(Actualisation: calendrier du plan de restructuration, perquisitions dans certains établissements, réaction en Bourse)

PARIS (Agefi-Dow Jones)--Aux grands maux les grands remèdes. Lesté d'une dette nette de 9,55 milliards d'euros et exposé à un risque de liquidité dès le premier trimestre 2023, Orpea a présenté mardi un plan de restructuration drastique basé sur deux augmentations de capital d'un montant total qui pourrait atteindre 5,4 milliards d'euros, soit environ dix fois la capitalisation boursière actuelle de l'exploitant de maisons de retraite.

Le groupe, dont la capitalisation boursière a fondu de 90% depuis les révélations du livre-enquête "Les Fossoyeurs" en janvier dernier, prévoit d'abord une augmentation de capital de 3,8 milliards d'euros offerte aux actionnaires existants du groupe. Les fonds levés serviraient à rembourser une partie de la dette. Dans l'hypothèse où l'augmentation de capital n'était pas entièrement souscrite, le reliquat serait proposé aux créanciers sous la forme d'une conversion de dette en capital.

Dans un deuxième temps, Orpea se lancerait en quête d'argent frais pour un montant compris entre 1,9 milliard et 2,1 milliards d'euros. Le groupe prévoit d'émettre 600 millions d'euros de nouvelles dettes garanties sur ses actifs. Ces fonds permettraient de couvrir ses besoins de financement jusqu'au début de l'été. Puis, Orpea lancerait une deuxième augmentation de capital d'un montant compris entre 1,2 milliard et 1,6 milliard d'euros. Elle serait d'abord proposée aux créanciers et aux actionnaires ayant participé à la première augmentation de capital, puis à des investisseurs tiers.

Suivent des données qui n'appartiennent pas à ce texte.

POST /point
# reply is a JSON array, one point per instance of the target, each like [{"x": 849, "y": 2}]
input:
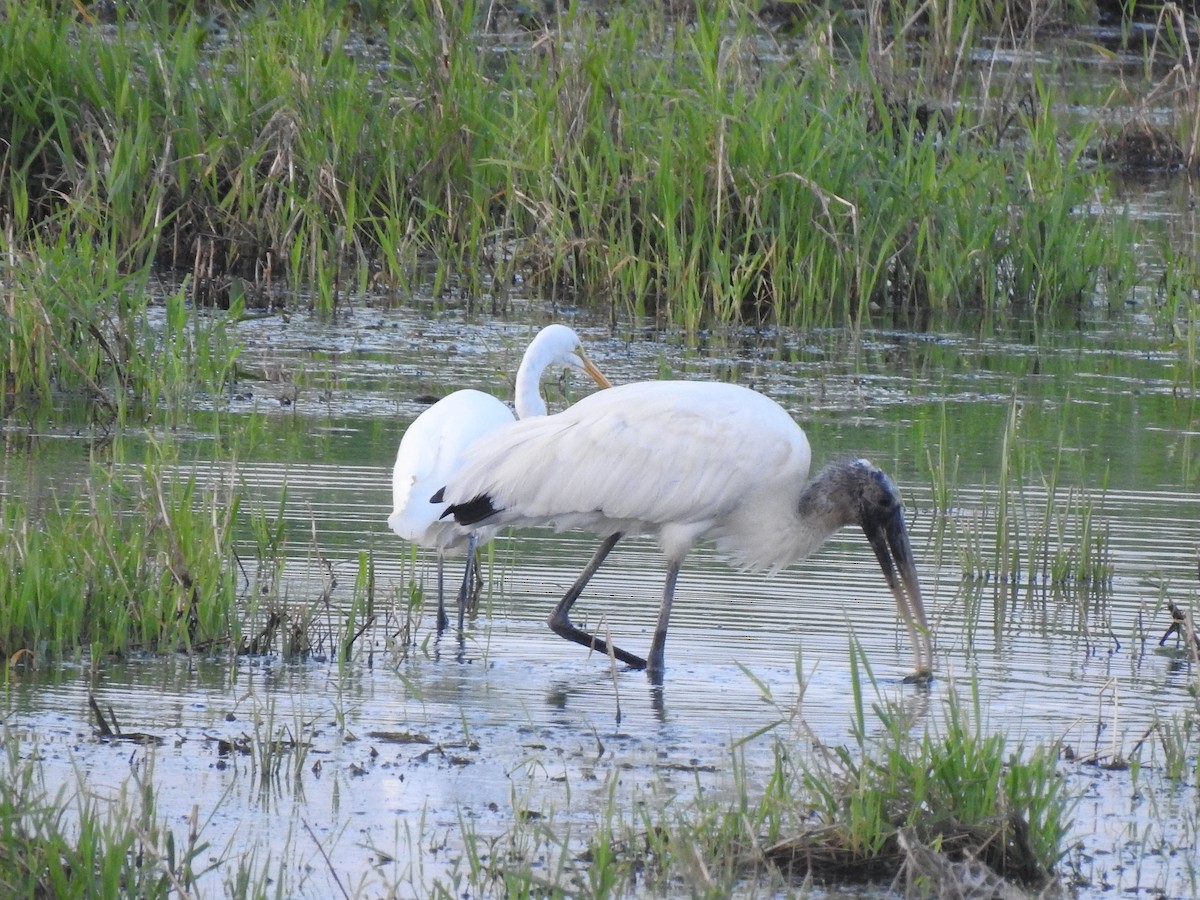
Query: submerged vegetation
[
  {"x": 173, "y": 171},
  {"x": 703, "y": 163}
]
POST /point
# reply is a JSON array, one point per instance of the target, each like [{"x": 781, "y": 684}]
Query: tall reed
[{"x": 701, "y": 169}]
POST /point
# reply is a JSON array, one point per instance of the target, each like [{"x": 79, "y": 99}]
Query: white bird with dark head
[
  {"x": 684, "y": 461},
  {"x": 432, "y": 447}
]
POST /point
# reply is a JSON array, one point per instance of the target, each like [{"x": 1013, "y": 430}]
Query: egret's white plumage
[
  {"x": 432, "y": 447},
  {"x": 683, "y": 461}
]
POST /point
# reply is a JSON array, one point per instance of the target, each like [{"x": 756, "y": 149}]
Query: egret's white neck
[{"x": 528, "y": 399}]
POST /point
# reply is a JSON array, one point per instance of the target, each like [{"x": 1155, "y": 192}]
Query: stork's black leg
[{"x": 561, "y": 618}]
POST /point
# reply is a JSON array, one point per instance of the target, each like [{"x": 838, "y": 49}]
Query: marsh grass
[
  {"x": 119, "y": 565},
  {"x": 69, "y": 843},
  {"x": 1031, "y": 529},
  {"x": 913, "y": 784},
  {"x": 697, "y": 167}
]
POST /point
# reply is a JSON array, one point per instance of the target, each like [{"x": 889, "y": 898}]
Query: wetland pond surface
[{"x": 1080, "y": 449}]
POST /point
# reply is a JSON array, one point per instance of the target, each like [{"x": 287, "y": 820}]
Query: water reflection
[{"x": 418, "y": 735}]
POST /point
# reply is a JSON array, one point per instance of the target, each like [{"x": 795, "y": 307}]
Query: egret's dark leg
[
  {"x": 654, "y": 661},
  {"x": 442, "y": 607},
  {"x": 467, "y": 580},
  {"x": 561, "y": 618}
]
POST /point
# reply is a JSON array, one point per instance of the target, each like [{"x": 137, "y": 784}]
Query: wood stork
[{"x": 683, "y": 461}]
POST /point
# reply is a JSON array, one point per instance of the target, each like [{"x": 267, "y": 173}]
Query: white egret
[
  {"x": 431, "y": 450},
  {"x": 684, "y": 461}
]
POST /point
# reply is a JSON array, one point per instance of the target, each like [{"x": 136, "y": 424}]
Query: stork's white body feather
[{"x": 683, "y": 461}]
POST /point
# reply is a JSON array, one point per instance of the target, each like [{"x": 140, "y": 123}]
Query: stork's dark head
[{"x": 855, "y": 491}]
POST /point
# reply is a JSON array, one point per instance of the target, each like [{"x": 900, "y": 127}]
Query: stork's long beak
[
  {"x": 889, "y": 540},
  {"x": 591, "y": 369}
]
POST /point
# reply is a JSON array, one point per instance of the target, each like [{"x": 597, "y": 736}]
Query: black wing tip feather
[{"x": 468, "y": 513}]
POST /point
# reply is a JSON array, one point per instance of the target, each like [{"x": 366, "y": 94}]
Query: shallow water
[{"x": 408, "y": 745}]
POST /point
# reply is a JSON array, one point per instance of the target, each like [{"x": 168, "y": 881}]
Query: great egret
[
  {"x": 431, "y": 450},
  {"x": 683, "y": 461}
]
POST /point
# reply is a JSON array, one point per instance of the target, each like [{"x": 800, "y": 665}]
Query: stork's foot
[{"x": 563, "y": 628}]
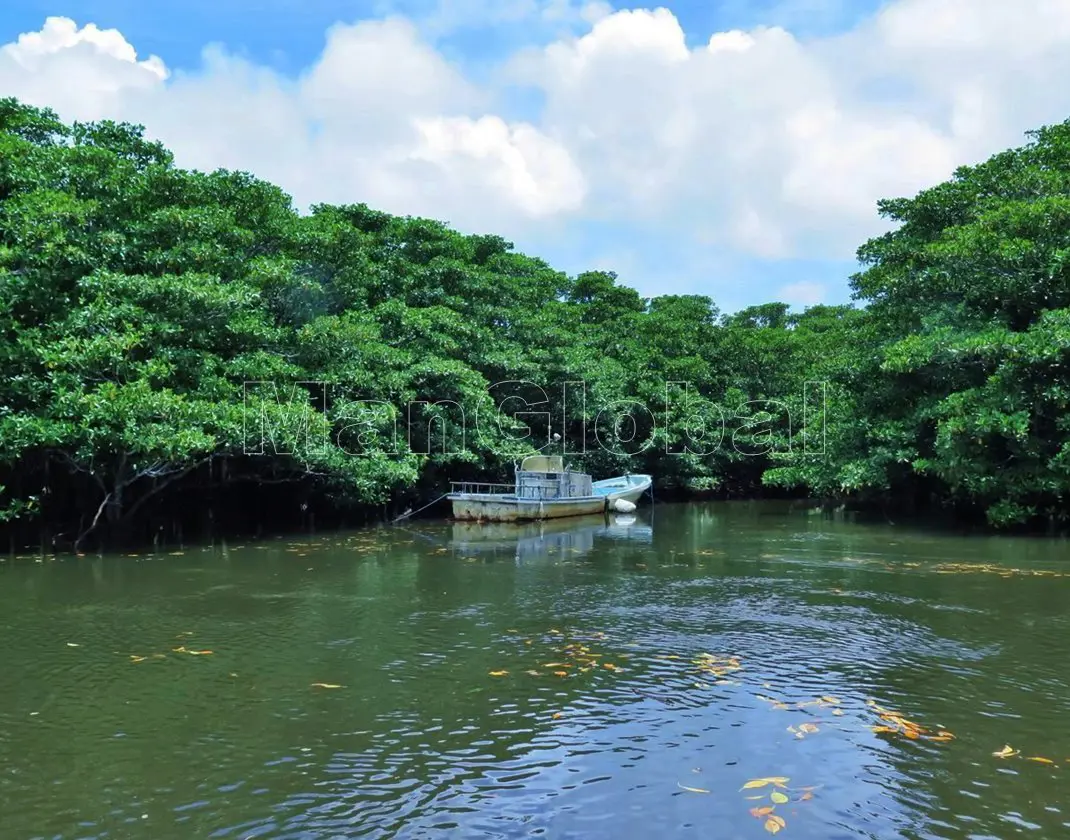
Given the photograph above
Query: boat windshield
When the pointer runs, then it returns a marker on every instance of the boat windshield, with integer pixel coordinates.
(543, 463)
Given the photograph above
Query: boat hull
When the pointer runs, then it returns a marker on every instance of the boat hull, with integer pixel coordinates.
(491, 507)
(627, 487)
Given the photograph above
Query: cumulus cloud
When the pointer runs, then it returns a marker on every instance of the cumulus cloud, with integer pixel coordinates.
(755, 142)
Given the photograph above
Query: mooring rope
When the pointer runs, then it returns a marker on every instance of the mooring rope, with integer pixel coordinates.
(408, 514)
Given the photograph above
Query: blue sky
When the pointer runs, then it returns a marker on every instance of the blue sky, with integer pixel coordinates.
(737, 224)
(289, 33)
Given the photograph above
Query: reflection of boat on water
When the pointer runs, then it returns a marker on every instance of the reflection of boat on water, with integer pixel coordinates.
(532, 539)
(545, 489)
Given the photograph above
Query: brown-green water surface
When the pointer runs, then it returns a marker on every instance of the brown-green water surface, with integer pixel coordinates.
(589, 678)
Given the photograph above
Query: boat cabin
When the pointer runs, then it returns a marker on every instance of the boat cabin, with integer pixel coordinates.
(543, 477)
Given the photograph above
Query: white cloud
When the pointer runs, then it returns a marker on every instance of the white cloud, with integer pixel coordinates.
(755, 143)
(803, 293)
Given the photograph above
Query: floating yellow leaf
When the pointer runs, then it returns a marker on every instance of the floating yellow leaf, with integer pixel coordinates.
(777, 780)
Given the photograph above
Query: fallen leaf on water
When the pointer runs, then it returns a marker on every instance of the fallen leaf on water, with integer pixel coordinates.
(777, 780)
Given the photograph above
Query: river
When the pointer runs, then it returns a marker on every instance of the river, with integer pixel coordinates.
(725, 670)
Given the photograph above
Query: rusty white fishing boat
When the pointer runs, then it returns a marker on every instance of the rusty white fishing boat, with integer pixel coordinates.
(545, 488)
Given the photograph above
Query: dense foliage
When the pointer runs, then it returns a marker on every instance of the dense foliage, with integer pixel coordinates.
(176, 339)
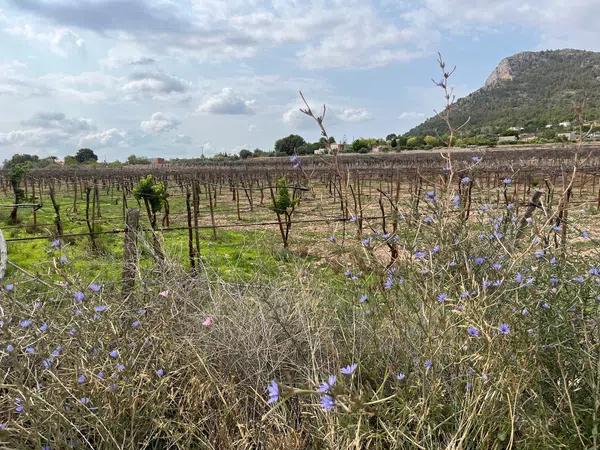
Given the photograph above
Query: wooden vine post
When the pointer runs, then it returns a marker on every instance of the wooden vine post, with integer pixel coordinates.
(130, 250)
(3, 256)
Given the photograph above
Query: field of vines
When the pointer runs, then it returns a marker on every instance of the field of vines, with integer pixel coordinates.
(416, 300)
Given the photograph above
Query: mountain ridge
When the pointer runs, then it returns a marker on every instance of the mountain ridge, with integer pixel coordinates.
(528, 89)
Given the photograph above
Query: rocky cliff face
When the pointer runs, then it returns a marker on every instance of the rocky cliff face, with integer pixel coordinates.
(528, 89)
(501, 73)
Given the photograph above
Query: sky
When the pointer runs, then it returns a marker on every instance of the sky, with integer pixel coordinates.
(189, 77)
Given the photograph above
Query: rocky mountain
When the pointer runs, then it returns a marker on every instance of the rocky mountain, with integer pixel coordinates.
(530, 90)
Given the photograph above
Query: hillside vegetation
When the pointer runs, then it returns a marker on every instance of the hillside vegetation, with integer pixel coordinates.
(529, 89)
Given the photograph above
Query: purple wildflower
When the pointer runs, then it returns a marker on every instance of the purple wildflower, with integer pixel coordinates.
(327, 402)
(473, 332)
(295, 160)
(504, 328)
(456, 201)
(349, 369)
(273, 390)
(519, 277)
(389, 282)
(326, 386)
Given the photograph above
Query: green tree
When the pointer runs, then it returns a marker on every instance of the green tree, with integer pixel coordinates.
(284, 205)
(414, 141)
(245, 154)
(289, 144)
(432, 141)
(137, 160)
(85, 155)
(154, 194)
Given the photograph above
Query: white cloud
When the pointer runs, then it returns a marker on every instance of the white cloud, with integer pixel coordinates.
(34, 138)
(56, 120)
(334, 114)
(45, 130)
(159, 123)
(354, 115)
(411, 115)
(155, 85)
(107, 138)
(227, 102)
(182, 139)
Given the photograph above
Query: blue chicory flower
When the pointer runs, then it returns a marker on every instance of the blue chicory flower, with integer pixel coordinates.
(273, 390)
(327, 402)
(349, 369)
(473, 332)
(326, 386)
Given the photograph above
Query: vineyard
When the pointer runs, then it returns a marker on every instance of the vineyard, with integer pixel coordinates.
(90, 203)
(419, 300)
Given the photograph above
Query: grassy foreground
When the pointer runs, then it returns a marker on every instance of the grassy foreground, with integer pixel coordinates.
(480, 336)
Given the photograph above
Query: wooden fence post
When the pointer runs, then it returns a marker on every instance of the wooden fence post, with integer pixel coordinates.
(130, 250)
(3, 256)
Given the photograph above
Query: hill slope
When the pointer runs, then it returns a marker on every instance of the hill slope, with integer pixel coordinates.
(530, 88)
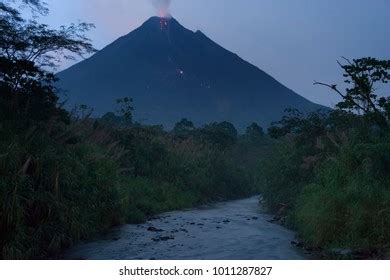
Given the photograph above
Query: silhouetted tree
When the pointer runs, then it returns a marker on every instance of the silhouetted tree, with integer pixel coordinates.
(222, 135)
(184, 128)
(27, 50)
(363, 75)
(254, 132)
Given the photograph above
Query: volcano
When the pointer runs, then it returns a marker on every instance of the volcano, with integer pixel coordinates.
(173, 73)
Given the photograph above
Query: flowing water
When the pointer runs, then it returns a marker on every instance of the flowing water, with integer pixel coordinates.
(230, 230)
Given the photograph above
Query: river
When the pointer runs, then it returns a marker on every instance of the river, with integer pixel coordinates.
(224, 231)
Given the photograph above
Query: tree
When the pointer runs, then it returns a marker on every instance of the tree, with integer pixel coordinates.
(27, 50)
(222, 135)
(363, 75)
(254, 132)
(125, 110)
(184, 128)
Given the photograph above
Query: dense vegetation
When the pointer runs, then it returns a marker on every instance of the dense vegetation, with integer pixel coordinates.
(64, 177)
(333, 170)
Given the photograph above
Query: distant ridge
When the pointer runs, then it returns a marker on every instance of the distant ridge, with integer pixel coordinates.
(174, 73)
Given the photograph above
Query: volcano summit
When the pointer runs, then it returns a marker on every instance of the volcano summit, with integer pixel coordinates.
(174, 73)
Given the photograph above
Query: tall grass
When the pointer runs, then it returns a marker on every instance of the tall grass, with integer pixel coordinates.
(60, 184)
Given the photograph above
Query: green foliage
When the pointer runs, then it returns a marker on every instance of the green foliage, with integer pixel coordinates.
(332, 170)
(348, 203)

Les caractéristiques de cette opération ne sont pas encore déterminées.

La réalisation des augmentations de capital est "envisagée pour le mois de juin 2023, à la fin du processus de restructuration, sous réserve des conditions suspensives habituelles", a indiqué Orpea dans un communiqué. Avant cela, le groupe prévoit de rencontrer ses créanciers non garantis dans le cadre du processus de conciliation le, ou aux alentours du, 1er décembre.

Orpea "s'attend à recevoir des offres fermes pour la nouvelle dette garantie sur des actifs d'ici mi-janvier 2023, avec un objectif de financement au cours du mois de février 2023", a-t-il précisé, en ajoutant que des offres fermes pour le processus de levée de capitaux propres seraient également demandées pour la mi-janvier.

Avec ce plan, Orpea espère s'assurer les liquidités nécessaires pour poursuivre son activité à court terme et se doter d'actionnaires de long terme, prêts à soutenir le redressement de l'entreprise. A cet égard, Orpea s'attend à ce que à l'issue de ces opérations, au moins 20% de son capital social soient détenus par des investisseurs institutionnels français à long terme.

Importante dilution en perspective

Revers de la médaille, ce plan va coûter cher aux actionnaires existants s'ils ne remettent pas au pot.

Le groupe a ainsi reconnu que la mise en œuvre de ces opérations entraînerait "une dilution massive pour les actionnaires existants qui décideraient de ne pas y participer".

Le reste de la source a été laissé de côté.